La Fosse aux serpents fait partie de ces films des années 40-50 qui ont donné une place importante à la psychanalyse. Freud était mort en 1939, et Hollywood s’est vite emparé du sujet — souvent avec un manque de finesse qui, chaque fois, me laisse au bord du chemin.
Ce film en dit plus sur son époque et ses limites que sur la complexité de la psyché humaine. The Dark Mirror, tourné 2 ans plus tôt, également avec Olivia de Havilland est de la même veine.
Olivia de Havilland incarne très justement son personnage : elle rend perceptible l’angoisse, les pertes de repères, le désarroi intérieur. Mais le scénario, comme les personnages, manque de consistance.

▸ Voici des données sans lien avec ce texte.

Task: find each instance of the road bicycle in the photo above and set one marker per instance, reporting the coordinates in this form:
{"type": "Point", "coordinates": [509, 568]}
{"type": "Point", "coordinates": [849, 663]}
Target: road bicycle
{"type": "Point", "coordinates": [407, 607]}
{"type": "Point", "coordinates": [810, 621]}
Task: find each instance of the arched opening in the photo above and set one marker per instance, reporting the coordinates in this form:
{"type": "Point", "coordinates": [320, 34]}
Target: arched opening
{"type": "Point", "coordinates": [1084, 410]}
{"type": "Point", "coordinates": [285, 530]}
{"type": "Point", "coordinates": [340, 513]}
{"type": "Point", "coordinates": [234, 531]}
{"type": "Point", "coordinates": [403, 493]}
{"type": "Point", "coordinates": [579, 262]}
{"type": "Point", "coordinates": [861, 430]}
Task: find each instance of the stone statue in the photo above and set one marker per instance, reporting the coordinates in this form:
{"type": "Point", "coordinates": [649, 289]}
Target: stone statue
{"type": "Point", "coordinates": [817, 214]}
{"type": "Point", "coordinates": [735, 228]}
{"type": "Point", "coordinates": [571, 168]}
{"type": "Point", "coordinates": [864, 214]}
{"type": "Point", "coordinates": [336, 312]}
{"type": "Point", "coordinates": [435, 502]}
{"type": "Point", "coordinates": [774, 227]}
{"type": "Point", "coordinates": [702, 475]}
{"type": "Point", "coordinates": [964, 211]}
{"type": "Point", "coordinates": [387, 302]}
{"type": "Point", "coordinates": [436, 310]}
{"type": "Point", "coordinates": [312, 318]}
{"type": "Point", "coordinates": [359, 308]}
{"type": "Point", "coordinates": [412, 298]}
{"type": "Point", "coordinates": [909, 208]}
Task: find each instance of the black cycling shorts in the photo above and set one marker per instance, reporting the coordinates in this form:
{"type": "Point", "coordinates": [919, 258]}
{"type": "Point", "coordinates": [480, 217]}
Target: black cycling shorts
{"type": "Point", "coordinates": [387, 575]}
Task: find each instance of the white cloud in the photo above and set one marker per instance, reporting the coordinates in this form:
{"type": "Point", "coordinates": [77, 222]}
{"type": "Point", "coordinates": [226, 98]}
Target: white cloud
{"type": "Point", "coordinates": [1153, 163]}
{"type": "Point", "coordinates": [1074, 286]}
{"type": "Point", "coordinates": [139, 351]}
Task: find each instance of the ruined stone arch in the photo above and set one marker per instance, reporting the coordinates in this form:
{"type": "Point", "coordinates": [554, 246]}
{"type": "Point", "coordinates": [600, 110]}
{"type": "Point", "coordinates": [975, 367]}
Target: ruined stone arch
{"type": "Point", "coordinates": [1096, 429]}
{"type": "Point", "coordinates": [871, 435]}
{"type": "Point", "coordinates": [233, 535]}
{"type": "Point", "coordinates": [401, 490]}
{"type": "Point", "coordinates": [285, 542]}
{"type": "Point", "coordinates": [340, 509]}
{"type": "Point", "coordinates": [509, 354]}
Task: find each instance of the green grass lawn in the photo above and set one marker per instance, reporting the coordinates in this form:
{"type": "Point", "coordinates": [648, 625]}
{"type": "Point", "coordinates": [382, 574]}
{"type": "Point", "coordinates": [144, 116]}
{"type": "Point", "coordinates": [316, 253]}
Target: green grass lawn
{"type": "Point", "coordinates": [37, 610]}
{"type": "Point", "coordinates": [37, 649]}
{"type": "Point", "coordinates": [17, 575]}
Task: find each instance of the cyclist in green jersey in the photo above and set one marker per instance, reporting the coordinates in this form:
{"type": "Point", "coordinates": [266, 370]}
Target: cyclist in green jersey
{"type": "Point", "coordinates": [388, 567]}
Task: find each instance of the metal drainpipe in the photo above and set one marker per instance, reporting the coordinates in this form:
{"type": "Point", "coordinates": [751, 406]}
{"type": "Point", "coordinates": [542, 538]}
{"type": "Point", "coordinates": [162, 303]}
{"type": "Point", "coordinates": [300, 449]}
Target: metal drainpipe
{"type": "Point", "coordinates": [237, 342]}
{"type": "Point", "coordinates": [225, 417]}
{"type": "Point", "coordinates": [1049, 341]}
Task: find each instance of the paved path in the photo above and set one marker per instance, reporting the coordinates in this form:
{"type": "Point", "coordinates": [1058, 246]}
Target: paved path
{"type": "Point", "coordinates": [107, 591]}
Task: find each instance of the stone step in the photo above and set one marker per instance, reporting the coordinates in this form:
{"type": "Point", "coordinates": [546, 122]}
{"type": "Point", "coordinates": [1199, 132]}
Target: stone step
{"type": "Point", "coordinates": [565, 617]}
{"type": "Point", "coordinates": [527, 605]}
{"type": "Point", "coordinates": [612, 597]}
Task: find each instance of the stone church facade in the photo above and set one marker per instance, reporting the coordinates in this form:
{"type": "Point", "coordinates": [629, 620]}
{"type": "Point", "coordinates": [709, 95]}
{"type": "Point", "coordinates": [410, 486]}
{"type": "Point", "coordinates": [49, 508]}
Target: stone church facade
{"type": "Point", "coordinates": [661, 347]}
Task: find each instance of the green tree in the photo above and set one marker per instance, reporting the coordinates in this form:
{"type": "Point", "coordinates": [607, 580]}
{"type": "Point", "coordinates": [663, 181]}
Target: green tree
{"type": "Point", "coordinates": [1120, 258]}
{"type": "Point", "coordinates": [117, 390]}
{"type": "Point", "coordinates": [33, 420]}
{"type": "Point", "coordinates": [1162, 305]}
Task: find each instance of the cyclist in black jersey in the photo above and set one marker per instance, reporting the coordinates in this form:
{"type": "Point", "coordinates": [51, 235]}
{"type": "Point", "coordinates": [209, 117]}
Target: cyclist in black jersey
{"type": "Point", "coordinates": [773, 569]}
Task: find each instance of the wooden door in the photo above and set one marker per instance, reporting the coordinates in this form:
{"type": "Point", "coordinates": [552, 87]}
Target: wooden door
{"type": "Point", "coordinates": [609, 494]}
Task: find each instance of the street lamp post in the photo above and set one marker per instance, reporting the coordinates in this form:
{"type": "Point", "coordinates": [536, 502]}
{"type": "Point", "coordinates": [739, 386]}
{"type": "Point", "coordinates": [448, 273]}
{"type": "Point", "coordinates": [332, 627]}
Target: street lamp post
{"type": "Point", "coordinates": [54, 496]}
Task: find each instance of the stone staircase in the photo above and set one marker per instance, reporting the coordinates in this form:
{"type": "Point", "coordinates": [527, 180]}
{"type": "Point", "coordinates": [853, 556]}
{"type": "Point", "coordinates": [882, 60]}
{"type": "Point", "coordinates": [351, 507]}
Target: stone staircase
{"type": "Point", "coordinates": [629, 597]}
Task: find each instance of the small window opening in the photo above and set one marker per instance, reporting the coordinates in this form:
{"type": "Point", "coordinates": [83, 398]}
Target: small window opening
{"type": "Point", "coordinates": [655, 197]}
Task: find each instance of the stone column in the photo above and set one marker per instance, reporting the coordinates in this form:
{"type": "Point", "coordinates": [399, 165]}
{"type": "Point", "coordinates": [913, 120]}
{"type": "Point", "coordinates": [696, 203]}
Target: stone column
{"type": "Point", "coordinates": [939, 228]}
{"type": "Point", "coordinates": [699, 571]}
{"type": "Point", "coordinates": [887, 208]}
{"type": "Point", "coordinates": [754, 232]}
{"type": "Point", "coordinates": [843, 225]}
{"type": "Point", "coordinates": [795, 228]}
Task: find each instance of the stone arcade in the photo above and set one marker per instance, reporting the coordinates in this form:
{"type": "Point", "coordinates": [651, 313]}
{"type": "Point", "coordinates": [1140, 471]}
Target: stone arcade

La psychologie y est abordée de manière simpliste. Le trouble de l’héroïne est ramené à une cause unique qu’il faut "trouver" pour qu’elle guérisse. Aucun mot sur le contexte social, les pressions patriarcales, les violences ordinaires.
Comme souvent à cette époque, c’est une femme qui est pathologisée, tandis que les figures masculines endossent des rôles de sauveurs, en surplomb. Le personnage joué par Olivia de Havilland n’a pas réellement droit à la parole : elle est l’objet sur lequel le médecin projette son savoir.
La "guérison" correspond au retour à la norme, avec en ligne d’horizon la vie conjugale auprès d’un mari bienveillant.
Je reste décidément réfractaire à cette vague de films psychologisants. Il faut pourtant reconnaître que La Fosse aux serpents a été reçu comme novateur à l’époque. Il a voulu dénoncer l’univers asilaire. Mais il ne donne aucun vrai espace à la voix intérieure de la femme en crise. Il faudra attendre les années 70 pour qu’un autre regard commence à émerger.